There is something enduring about great love songs. Briana Marela’s new album, Call It Love, out August 4th on Jagjaguwar, wraps its wide arms around the subject, invoking all its complexity. From the getgo, Call it Love opens with a reflection on a new love. An unfurling, ambient hum builds slowly, articulating that unmistakable head-in-the-clouds feeling that accompanies early love, before giving way to an uptempo melody and a clattering, joyful chorus. Layers and textures evoke its subtler feelings, while the lyrics speak frankly, holding nothing back. Deepening her songwriting and expanding her palette, on Call It Love Marela has made her proverbial giant leap to explore the sounds of love in beautiful, striking new ways.

 

Before writing the songs that would become Call It Love, Marela was typically guided by her instincts as a producer and engineer. She studied audio production in Olympia at The Evergreen State College, and her previous albums, Speak From Your Heart and All Around Us, capture that early spirit of exploration.
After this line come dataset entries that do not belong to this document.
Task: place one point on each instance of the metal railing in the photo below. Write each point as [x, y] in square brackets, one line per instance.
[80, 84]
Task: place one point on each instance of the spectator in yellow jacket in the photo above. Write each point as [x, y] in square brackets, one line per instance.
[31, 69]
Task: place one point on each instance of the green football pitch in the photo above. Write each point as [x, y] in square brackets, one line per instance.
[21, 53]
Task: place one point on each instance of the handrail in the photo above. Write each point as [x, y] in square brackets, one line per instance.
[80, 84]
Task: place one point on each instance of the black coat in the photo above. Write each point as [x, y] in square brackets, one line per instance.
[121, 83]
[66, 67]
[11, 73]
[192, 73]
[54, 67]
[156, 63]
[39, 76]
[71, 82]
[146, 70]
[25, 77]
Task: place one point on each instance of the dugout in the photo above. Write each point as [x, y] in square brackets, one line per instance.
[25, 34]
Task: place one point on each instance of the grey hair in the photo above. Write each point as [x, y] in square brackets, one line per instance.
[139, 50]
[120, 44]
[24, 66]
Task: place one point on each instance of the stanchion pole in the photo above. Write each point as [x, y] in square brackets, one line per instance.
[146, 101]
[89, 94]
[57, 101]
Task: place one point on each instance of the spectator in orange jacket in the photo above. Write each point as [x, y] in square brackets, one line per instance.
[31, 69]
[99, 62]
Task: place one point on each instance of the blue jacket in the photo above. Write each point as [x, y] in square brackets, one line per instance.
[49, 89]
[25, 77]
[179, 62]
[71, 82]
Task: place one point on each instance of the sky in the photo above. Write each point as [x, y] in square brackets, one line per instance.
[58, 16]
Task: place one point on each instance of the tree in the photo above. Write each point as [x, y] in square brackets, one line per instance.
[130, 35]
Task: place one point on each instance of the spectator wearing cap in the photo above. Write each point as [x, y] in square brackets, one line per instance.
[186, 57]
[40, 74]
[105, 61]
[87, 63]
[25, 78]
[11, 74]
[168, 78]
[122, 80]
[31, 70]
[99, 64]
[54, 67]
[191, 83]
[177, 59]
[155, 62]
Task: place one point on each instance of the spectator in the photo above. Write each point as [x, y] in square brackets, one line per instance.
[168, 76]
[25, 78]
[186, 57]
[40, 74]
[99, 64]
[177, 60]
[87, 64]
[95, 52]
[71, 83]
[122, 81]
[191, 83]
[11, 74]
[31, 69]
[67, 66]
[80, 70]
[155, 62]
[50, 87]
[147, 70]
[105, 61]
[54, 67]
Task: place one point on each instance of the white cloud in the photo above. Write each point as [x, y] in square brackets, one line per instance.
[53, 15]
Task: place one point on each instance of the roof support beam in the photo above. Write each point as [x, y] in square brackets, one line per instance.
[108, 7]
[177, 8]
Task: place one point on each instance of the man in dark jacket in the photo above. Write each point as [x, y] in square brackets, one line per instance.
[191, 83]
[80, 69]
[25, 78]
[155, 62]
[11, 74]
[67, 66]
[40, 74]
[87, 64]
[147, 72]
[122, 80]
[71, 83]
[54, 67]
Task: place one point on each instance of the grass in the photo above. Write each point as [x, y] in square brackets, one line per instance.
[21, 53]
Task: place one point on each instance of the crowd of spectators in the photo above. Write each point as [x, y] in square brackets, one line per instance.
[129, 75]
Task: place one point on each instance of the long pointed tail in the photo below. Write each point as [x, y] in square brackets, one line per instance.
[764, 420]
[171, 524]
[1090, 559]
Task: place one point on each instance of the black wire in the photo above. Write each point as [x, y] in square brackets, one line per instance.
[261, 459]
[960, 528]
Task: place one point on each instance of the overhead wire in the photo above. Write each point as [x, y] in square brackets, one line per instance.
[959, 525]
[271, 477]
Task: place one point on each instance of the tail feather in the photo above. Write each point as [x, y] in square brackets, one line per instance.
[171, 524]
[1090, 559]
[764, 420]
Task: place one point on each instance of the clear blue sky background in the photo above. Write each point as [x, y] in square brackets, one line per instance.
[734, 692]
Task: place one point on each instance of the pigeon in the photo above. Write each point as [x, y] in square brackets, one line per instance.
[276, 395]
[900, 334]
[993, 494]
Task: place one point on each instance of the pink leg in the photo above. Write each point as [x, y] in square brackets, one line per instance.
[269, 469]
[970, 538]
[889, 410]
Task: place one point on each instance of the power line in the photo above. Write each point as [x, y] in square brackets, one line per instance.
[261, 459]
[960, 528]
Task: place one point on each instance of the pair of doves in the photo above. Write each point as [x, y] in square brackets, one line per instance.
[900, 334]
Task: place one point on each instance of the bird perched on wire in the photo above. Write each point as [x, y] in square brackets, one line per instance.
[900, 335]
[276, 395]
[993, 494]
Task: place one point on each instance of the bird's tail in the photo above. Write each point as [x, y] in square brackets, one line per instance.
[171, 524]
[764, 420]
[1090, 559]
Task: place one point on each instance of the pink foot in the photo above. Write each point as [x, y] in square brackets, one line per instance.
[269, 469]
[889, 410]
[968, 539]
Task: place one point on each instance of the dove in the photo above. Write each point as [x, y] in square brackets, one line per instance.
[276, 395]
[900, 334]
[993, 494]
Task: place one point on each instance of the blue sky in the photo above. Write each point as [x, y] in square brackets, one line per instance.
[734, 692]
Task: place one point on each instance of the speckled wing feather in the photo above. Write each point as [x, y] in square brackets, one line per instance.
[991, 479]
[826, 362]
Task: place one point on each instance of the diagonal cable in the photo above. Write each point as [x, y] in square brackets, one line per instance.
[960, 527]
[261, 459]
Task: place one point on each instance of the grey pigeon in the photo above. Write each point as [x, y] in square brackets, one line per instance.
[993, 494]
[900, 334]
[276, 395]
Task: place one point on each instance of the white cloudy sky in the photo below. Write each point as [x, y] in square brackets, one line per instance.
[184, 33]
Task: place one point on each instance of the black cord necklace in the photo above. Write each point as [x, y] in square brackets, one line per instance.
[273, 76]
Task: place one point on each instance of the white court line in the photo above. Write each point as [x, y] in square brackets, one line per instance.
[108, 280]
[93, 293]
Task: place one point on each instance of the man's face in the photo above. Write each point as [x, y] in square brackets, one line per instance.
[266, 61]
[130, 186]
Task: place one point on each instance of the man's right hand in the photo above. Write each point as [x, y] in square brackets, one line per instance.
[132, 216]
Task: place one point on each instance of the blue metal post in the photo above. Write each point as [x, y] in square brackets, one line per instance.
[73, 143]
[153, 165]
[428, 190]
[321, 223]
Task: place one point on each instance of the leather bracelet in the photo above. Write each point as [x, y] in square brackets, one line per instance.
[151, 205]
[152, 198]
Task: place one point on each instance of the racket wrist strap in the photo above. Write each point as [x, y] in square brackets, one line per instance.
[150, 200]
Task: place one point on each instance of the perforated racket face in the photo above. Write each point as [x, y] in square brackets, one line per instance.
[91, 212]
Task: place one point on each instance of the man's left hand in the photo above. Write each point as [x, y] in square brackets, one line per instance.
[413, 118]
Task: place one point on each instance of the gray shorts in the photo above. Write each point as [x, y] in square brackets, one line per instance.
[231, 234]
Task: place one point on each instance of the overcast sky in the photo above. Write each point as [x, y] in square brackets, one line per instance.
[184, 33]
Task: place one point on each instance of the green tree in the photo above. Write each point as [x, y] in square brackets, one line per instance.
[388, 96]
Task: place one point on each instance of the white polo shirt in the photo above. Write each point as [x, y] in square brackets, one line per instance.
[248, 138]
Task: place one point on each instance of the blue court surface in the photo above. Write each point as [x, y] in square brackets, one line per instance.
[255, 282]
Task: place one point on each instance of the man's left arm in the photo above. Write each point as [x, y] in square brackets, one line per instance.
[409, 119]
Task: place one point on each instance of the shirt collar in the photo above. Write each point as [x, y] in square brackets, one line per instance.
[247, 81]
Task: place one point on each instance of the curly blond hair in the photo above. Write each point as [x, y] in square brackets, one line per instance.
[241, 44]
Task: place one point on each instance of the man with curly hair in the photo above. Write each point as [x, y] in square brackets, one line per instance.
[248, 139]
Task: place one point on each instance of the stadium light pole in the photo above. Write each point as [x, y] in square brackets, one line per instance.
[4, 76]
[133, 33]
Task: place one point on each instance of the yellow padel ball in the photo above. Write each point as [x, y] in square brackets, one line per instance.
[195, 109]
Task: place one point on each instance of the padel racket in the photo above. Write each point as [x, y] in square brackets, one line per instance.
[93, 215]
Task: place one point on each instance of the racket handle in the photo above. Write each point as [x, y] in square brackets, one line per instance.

Marela’s original vision for this album was to dig into the two poles of her songwriting styles: her ambient, ethereal side and her brighter, beat-driven pop leanings. She enlisted the production help of Juan Pieczanski and Ryan Heyner of the band Small Black who brought a strong percussive instinct, weaving pop and polish into even the most spaced-out cinematic arrangements.

 

“Originally, I was trying to make this album have cohesive pairs of songs,” Marela says. “Sister songs, where all the ambient songs would have a poppier match, and vice versa.” What followed instead was a fusion of the two styles, with Marela’s subtler, sweeter side crashing into her bolder, brighter one. The album’s deep, dramatic centerpiece and lead single “Quit” was originally penned about a breakup with a longtime partner, and written with the idea that she could give the song away to another artist. Kept in Marela’s hands, it’s powerful and revealing; the percussion crashes into her vocals, and the low-end acts like an undertow, wrestling and pulling at its beat.